Processing large session histories
If you have hundreds of sessions to process, use --limit to batch them:
synapptic update --limit 10 # process 10 sessions, merge, synthesize
synapptic update --limit 20 # next batch
synapptic update # or just run them all (takes a while)
Each session takes 30-60 seconds to extract. synapptic shows progress as it goes and picks up where it left off if interrupted.
Beta notice
synapptic is in active development. It works and is being used daily, but you should know:
- LLM extraction is not deterministic. The same session can produce slightly different observations on different runs. The weighted merge smooths this out over time, but individual observations may vary.
- Profile quality depends on your LLM. Local models (Ollama, LM Studio) are free but may produce lower quality extractions than cloud models. Start with a cloud provider and switch to local once you're happy with the results.
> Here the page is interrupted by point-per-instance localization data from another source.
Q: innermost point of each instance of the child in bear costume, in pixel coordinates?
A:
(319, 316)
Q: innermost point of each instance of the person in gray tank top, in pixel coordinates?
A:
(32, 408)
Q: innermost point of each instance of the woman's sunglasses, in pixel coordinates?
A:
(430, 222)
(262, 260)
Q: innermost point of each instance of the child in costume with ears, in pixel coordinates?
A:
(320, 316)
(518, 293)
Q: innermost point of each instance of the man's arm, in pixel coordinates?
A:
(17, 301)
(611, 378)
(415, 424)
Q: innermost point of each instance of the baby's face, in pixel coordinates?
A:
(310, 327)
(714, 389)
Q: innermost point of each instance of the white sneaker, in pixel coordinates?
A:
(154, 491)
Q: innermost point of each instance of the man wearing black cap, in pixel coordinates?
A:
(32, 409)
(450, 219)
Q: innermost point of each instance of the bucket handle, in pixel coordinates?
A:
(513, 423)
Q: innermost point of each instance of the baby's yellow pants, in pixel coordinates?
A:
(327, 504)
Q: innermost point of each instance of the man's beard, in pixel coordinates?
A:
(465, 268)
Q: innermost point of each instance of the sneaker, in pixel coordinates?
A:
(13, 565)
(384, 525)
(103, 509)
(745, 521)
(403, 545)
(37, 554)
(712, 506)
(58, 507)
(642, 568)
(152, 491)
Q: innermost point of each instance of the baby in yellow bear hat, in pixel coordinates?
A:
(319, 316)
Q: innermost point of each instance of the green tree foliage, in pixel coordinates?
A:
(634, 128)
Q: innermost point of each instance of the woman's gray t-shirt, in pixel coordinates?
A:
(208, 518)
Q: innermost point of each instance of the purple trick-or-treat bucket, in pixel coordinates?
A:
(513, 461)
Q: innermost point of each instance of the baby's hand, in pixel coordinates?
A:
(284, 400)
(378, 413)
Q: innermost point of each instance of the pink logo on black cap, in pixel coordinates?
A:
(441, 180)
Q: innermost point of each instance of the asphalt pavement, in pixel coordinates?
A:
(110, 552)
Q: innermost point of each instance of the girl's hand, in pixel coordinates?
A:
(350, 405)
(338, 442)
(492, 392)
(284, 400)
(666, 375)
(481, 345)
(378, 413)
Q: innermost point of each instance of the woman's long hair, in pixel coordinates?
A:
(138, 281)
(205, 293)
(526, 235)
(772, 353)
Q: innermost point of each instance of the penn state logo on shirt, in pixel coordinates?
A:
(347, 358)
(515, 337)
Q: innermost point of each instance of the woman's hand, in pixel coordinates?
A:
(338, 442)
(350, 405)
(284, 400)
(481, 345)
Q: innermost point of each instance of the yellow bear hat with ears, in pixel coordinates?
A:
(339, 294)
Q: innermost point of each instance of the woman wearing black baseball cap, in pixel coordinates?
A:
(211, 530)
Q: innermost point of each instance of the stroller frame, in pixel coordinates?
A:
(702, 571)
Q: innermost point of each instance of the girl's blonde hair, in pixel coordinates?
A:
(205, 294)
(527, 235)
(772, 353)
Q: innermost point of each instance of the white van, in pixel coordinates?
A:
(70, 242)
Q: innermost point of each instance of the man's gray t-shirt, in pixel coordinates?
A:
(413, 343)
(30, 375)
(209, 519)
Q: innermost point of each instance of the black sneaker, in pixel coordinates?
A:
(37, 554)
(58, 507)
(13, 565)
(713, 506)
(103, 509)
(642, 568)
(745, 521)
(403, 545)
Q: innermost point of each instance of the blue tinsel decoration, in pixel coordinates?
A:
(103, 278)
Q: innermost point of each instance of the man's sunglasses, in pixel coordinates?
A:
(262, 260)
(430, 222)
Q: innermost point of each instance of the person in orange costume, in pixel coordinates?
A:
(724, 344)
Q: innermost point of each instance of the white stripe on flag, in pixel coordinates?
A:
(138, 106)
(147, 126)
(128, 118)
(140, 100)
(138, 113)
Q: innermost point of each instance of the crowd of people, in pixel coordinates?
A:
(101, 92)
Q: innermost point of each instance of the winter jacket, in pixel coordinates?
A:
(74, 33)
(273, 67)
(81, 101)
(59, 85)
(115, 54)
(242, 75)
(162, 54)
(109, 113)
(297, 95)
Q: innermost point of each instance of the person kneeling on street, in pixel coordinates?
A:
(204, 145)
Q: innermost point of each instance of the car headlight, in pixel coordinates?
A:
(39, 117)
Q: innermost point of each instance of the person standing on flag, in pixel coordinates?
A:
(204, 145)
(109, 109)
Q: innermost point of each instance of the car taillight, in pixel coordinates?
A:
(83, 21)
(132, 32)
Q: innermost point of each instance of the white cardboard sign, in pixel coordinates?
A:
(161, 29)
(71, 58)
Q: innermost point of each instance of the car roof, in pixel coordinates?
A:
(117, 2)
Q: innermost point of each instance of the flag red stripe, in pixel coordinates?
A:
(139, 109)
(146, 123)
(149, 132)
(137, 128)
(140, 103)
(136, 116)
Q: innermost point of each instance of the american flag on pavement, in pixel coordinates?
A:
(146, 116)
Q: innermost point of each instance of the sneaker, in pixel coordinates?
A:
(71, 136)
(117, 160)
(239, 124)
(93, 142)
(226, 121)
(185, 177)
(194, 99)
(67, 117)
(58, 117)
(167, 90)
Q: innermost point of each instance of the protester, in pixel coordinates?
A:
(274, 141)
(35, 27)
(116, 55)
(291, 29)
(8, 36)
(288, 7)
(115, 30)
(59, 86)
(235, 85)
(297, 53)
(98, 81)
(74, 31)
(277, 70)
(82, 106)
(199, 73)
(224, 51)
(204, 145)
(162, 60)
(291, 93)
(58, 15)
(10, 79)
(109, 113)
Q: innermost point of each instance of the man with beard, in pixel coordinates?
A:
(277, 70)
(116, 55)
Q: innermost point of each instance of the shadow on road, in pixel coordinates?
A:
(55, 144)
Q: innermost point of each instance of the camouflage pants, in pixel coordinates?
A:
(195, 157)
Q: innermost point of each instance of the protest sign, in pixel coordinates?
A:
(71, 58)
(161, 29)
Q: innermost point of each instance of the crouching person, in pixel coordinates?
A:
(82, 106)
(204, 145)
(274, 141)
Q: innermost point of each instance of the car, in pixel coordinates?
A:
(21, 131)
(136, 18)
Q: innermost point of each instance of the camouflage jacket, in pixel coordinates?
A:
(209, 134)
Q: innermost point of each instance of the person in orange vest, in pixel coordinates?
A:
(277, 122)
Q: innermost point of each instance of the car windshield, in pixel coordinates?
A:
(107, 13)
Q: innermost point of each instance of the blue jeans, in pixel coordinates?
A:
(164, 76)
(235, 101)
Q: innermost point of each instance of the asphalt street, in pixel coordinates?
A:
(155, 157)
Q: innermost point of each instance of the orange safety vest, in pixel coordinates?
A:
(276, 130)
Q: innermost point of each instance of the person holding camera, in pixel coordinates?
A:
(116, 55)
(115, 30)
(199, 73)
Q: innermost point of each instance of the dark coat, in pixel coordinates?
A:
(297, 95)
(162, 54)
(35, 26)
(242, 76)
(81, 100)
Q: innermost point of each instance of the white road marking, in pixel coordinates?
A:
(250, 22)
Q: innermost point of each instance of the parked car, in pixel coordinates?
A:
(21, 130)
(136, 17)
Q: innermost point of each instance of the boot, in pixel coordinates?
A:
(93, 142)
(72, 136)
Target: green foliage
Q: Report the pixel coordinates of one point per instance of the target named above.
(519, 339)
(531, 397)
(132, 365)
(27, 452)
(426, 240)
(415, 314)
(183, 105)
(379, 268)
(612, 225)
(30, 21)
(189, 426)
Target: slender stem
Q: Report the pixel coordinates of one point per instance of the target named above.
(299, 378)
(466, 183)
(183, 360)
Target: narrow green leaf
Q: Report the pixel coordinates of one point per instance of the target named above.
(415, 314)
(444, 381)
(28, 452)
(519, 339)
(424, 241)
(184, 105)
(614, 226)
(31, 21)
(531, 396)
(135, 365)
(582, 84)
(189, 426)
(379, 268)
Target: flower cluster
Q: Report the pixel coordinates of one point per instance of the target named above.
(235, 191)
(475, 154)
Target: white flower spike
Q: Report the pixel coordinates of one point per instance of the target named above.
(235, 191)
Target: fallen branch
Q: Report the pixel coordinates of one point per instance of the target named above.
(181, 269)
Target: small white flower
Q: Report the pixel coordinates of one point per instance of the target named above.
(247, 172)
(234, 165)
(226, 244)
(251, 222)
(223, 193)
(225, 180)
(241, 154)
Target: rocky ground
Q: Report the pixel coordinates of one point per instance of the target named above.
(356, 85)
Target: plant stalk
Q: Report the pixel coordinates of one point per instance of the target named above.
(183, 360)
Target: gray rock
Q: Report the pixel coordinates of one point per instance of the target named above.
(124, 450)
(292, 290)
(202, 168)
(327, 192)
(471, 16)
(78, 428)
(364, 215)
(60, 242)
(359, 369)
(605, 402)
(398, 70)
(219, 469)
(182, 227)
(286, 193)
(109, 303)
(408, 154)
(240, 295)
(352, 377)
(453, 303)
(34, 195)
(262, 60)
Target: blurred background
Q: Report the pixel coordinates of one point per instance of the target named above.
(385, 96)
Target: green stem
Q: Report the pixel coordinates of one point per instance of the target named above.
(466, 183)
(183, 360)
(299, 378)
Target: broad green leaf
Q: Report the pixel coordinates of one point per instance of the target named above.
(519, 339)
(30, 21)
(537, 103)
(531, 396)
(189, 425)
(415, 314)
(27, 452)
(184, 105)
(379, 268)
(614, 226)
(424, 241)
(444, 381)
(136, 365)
- Large session backlogs take time. If you have hundreds of sessions, process them in batches with
--limit. The profile stabilizes after 10-20 sessions - you don't need to process everything. - The observation format may change between versions. Your raw session transcripts are never modified, so you can always re-extract with a newer version.
Found a bug or have a suggestion? Open an issue.
Requirements
- Python 3.10+
- One LLM provider (Claude CLI, API key, or local model)
- That's it. Two dependencies installed automatically (click, pyyaml).